Researchers have developed a rapid and highly sensitive method for ensuring cell-based cancer therapies are contaminant-free.
Personalized, cell-based cancer therapies are proving to be a life-saving option for patients with otherwise incurable cancers. But producing these therapies is a major bottleneck, and ensuring the products are not contaminated by microorganisms is vitally important. Prior to use, cell-based cancer therapies must be thoroughly screened. This process can take up to a month—time that many patients do not have.
Researchers at Canada’s Michael Smith Genome Sciences Centre (GSC) at BC Cancer, led by Dr. Robert Holt, have developed a new method for the detection of contaminants, enabling the high-confidence screening of cell-based cancer therapies within just eight hours.
Production of cell-based therapies
A promising new type of cell-based cancer treatment called CAR T-cell therapy exploits the power of the immune system to fight cancer. A patient’s T cells—key players of our immune systems—are taken from the body, trained to detect and eliminate cancerous cells, allowed to replicate in the laboratory to create an army of cancer-fighting cells, and then injected back into the patient where they carry out their search-and-destroy functions. While there is mounting evidence that these “one-time only” treatments are highly effective, the expense and complexity of production remains a bottleneck.

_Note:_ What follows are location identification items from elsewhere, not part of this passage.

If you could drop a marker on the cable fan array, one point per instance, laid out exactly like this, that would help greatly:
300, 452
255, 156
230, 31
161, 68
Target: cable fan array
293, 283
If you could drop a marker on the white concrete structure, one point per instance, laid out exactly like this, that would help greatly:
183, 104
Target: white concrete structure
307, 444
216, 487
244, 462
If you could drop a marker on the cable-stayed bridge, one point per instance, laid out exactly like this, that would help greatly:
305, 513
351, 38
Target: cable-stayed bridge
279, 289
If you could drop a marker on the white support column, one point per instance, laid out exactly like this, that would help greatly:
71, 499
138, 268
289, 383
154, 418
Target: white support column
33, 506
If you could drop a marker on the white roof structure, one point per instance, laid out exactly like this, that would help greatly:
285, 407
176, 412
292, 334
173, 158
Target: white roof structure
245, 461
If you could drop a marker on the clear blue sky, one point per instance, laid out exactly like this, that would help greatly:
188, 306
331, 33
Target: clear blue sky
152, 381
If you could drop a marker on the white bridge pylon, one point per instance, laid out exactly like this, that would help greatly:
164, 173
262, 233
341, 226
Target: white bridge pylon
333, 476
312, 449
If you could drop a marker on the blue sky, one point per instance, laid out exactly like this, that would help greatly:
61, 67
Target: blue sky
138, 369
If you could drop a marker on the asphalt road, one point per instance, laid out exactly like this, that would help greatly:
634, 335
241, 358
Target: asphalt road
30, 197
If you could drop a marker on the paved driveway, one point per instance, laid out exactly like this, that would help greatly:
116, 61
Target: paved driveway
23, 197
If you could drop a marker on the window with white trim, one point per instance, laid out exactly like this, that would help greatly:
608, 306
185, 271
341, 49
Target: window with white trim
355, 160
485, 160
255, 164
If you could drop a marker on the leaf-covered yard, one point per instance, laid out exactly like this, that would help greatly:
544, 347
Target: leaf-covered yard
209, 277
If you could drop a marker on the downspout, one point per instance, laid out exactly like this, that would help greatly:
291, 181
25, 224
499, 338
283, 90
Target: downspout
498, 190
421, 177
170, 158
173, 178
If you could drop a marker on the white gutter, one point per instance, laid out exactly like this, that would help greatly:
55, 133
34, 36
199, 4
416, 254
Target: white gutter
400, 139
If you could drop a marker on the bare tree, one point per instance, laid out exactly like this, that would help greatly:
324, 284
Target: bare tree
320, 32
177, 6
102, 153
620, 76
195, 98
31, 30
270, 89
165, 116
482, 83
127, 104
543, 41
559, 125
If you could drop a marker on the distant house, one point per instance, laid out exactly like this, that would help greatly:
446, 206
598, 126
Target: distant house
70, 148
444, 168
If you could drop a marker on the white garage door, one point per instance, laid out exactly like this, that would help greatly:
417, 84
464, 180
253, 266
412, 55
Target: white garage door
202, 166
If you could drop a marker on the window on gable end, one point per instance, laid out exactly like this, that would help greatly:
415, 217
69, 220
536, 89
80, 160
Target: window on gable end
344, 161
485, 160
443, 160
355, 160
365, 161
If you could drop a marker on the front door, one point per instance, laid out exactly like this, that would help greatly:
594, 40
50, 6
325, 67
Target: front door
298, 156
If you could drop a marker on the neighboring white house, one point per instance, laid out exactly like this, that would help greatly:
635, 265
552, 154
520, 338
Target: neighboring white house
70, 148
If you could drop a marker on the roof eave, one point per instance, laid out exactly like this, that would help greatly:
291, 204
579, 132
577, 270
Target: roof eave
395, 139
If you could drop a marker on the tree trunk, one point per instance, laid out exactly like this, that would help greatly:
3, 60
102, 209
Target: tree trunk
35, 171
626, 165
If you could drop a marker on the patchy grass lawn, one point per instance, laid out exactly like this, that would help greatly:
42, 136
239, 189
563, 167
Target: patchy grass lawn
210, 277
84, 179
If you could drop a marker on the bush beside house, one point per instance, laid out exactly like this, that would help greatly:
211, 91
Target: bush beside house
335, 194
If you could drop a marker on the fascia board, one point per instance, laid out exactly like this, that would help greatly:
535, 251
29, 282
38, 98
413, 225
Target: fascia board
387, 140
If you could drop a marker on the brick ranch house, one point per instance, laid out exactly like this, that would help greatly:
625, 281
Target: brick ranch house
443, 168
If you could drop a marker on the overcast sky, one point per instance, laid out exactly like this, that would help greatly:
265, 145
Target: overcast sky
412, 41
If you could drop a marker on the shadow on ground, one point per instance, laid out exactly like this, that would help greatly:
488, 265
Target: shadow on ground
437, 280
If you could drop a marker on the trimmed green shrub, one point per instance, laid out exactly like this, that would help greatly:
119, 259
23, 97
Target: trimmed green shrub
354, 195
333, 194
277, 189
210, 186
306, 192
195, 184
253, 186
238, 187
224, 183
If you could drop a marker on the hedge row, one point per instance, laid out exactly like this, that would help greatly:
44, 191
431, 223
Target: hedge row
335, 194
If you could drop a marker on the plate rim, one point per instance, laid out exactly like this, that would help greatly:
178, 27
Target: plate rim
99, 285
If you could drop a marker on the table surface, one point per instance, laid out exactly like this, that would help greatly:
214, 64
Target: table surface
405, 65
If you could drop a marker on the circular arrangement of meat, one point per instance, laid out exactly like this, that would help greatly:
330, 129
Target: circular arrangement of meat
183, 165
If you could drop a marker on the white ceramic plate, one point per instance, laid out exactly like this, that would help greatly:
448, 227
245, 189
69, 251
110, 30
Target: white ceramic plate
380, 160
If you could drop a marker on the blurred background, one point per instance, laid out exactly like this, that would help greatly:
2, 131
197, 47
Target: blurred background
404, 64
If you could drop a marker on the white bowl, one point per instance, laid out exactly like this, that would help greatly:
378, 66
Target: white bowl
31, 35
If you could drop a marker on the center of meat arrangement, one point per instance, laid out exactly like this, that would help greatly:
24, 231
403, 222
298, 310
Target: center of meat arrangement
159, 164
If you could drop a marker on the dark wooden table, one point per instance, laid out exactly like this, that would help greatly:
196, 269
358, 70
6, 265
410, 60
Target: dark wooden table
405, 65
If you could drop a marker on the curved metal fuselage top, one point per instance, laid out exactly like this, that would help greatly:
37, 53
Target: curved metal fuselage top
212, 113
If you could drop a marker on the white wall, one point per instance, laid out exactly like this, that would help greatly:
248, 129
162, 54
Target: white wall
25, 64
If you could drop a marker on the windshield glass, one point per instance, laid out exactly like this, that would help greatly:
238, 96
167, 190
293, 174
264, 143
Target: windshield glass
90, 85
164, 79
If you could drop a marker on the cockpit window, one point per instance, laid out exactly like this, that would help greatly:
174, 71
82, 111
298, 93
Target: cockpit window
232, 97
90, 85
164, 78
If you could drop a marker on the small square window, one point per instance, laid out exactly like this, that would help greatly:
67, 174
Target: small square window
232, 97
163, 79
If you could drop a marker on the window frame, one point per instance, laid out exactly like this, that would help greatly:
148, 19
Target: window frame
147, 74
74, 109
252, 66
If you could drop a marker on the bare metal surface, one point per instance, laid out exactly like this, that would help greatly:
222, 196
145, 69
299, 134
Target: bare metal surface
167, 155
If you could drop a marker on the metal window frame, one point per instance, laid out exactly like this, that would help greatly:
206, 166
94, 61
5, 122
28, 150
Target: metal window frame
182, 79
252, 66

To grow in a laboratory, T cells require a rich source of nutrients and a warm environment—conditions that are unfortunately ideal for the growth of bacteria. Many precautions are taken during production of cell-based therapies, so contamination is rare. But when it does occur, a particular type of bacteria called Mycoplasma is often the culprit.

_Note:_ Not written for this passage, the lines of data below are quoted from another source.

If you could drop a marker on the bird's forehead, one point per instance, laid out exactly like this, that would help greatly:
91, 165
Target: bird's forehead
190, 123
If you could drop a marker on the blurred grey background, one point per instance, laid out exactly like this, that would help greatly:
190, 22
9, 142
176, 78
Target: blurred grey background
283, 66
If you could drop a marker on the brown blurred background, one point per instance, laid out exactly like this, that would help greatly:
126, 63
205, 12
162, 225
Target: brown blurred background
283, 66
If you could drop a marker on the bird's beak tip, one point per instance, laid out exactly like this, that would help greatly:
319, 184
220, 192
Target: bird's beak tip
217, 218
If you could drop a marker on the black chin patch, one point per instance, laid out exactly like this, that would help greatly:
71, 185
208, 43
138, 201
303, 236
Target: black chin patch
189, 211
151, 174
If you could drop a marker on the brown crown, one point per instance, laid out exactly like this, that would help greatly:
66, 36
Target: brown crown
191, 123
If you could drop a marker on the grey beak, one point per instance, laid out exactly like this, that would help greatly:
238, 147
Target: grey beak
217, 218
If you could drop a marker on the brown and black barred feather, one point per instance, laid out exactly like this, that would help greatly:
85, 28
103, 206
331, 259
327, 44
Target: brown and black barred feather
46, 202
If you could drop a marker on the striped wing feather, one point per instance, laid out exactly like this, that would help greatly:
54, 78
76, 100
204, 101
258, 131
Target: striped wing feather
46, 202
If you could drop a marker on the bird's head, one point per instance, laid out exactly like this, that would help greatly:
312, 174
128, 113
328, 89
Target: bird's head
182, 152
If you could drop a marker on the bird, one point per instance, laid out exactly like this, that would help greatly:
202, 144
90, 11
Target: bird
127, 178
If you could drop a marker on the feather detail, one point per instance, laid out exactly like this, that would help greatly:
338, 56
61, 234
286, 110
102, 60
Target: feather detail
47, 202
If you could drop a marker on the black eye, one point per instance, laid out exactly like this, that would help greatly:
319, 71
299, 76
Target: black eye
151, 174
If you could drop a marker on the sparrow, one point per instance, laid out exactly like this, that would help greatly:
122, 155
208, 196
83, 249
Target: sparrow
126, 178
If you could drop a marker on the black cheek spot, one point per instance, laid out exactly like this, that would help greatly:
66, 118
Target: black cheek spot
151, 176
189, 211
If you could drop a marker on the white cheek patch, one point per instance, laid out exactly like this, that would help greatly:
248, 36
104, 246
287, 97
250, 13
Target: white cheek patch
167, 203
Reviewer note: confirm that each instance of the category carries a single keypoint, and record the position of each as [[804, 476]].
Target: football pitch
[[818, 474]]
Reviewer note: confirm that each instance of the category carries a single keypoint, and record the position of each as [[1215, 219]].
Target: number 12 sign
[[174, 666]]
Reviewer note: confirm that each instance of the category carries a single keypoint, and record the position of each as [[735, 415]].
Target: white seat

“Mycoplasma is commonly found in the throats and nasal passages of healthy people, so even talking near the samples is a potential source of contamination’” said Lisa Dreolini, Research Assistant at the GSC and first author of the study, “This is why Health Canada requires that every sample be confirmed as Mycoplasma-free before being infused into patients”.

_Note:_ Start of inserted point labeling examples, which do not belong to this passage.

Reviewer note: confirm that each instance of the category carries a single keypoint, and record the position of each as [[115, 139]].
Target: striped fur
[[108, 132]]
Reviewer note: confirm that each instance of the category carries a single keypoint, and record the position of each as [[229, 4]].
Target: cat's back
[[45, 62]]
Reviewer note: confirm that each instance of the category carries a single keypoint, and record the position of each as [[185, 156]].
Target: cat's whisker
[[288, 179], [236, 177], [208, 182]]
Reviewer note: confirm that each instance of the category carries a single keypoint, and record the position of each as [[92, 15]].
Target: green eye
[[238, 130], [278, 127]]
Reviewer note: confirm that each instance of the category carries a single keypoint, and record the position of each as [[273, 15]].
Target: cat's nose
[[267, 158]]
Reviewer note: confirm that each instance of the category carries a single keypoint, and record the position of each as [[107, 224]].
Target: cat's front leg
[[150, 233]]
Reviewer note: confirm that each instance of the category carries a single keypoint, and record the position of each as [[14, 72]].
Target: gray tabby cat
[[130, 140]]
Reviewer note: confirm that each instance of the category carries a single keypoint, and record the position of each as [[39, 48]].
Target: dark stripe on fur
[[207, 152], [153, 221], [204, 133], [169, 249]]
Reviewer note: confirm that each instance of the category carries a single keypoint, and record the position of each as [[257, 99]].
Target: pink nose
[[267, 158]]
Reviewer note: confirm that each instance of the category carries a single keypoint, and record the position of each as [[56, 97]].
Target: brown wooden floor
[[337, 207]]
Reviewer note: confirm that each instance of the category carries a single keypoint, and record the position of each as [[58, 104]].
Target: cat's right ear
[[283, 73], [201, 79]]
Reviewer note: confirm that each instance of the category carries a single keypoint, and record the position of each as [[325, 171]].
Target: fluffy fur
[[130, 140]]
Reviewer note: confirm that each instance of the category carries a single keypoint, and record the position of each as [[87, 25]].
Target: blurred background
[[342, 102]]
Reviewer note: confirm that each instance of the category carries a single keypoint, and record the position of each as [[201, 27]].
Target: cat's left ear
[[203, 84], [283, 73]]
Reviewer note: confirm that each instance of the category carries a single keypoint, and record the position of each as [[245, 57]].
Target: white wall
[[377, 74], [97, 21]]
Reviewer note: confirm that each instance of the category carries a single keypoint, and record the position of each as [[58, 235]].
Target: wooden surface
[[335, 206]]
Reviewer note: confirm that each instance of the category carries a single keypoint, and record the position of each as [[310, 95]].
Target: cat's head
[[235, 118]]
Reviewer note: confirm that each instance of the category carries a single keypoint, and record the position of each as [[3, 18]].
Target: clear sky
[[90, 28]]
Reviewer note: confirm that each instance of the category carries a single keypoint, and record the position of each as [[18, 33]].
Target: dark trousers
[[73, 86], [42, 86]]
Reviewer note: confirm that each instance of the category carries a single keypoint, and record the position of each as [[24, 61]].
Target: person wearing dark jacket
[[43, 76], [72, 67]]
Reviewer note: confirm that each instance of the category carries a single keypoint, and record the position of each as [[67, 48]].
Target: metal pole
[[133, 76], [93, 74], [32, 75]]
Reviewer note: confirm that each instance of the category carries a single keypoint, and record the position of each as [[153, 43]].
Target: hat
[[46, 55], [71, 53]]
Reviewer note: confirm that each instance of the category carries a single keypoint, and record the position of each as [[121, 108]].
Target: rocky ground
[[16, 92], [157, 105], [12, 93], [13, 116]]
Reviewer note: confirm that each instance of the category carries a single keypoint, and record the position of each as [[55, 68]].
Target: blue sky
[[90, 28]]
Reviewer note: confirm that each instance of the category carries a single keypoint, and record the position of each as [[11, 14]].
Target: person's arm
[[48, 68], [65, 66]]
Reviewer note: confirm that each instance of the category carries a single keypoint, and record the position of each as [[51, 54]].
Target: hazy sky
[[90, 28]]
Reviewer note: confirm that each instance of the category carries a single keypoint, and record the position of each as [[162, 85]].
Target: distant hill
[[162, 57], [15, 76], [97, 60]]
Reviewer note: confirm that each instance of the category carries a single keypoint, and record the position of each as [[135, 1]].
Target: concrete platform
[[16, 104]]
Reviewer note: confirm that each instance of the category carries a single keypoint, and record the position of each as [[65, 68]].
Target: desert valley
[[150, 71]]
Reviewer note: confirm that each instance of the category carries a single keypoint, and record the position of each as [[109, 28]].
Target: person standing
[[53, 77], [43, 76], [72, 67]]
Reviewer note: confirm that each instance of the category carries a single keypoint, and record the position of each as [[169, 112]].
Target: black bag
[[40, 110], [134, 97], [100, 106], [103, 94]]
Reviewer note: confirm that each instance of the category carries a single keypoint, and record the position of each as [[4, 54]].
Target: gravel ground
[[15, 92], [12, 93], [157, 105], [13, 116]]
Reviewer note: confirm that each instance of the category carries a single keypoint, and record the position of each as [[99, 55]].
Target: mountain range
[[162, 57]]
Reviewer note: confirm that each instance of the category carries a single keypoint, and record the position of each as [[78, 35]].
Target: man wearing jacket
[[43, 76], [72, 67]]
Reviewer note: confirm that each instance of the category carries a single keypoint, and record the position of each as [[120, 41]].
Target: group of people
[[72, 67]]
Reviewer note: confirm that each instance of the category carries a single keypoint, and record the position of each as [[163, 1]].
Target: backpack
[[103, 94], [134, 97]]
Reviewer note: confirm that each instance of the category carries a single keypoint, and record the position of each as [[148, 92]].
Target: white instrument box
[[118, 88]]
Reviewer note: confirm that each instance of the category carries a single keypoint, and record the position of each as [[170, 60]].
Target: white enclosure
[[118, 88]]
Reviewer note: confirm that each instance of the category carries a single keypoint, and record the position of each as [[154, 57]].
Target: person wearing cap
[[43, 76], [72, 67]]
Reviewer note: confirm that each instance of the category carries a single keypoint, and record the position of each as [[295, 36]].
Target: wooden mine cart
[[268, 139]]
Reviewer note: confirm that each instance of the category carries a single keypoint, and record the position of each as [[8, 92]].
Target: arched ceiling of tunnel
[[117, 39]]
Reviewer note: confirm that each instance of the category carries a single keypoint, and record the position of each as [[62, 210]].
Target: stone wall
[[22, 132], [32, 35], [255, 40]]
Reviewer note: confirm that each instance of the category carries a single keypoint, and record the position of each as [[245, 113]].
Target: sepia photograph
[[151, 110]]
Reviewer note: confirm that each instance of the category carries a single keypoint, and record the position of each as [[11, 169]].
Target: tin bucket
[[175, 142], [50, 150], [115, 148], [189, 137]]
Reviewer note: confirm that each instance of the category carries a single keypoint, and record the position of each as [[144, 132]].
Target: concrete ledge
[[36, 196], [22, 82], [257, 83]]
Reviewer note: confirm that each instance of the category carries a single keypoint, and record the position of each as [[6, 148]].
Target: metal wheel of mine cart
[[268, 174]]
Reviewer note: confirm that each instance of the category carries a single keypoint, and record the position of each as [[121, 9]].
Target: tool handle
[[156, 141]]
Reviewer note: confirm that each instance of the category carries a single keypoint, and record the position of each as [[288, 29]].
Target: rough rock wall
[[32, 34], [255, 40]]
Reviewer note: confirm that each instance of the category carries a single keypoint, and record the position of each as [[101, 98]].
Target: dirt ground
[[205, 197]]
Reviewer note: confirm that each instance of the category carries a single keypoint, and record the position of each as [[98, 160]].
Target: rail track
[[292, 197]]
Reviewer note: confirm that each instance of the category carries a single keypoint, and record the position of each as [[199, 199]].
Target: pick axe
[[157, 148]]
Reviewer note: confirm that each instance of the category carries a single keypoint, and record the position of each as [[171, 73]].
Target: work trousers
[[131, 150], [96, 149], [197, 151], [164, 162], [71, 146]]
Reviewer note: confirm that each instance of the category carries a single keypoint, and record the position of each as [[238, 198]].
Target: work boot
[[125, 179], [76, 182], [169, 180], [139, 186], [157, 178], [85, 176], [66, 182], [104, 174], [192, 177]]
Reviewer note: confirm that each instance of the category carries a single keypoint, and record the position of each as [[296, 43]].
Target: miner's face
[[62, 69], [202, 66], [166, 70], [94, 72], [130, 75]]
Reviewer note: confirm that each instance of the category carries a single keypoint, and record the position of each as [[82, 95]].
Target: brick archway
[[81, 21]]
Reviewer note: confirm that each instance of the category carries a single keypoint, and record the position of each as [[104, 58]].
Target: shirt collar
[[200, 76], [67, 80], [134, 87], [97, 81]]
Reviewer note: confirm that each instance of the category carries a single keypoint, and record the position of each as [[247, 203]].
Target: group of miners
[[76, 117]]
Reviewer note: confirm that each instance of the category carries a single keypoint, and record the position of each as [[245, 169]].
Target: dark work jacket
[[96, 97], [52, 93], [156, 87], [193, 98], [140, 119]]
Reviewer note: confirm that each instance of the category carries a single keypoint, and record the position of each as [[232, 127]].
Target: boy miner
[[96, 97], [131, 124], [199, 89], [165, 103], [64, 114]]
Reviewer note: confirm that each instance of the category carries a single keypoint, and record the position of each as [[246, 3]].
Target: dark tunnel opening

Mycoplasma are the smallest known free-living organisms and are considered to be the simplest form of bacteria. As regular inhabitants of the upper respiratory tract, they do not typically cause disease in healthy individuals. But in cancer patients with weakened immune systems, these microbes can cause potentially severe infections.
“Mycoplasma does not pose significant risk to healthy people,” said Dreolini, “But patients being treated with immunotherapy have weakened immune systems because a) they have cancer, and b) their immune systems need to be intentionally depleted prior to receiving this type of therapy”.
Prior methods for screening cell-based therapy products rely on replication of contaminating bacteria so that they can be seen under a microscope—a process that can take up to a month. The method, developed in the Holt lab and published in Molecular Therapy: Methods & Clinical Development, can be done in a day. Rather than looking for the bacterial cells themselves, they treat the samples like a crime scene, looking instead for DNA evidence that the bacteria are present.
Using DNA as an indicator instead of live bacteria is a big advantage. It circumvents the need for growing Mycoplasma bacteria within the laboratory, reducing the amount of time needed to screen the samples while also eliminating a potential source of contamination.
Similar DNA-based screening methods have been developed elsewhere, but to be used on patient samples the methods must meet specific criteria as determined by Health Canada.
“The validation process is long and arduous,” said Dreolini, “The detection limit is very important. Health Canada has a specific requirement that you demonstrate that you can detect as little as ten bacterial cells in one millilitre of sample, and you need to be able to do this repeatedly and reproducibly with samples that may vary in composition”.
The Holt lab set out to develop a method with the required sensitivity, robustness and specificity for validation, demonstrating they were able to meet the detection limit reproducibly on a variety of different samples. To put the sensitivity of this method into perspective, finding ten Mycoplasma cells in one millilitre of sample is similar to finding ten particles of sand floating in fifteen Olympic sized swimming pools, and doing it within eight hours.
Sharing their method with the scientific community will enable rapid and cost-effective screening of cell-based cancer therapies across the country, facilitating efficient delivery of these life-saving therapies to patients enrolled in clinical trials.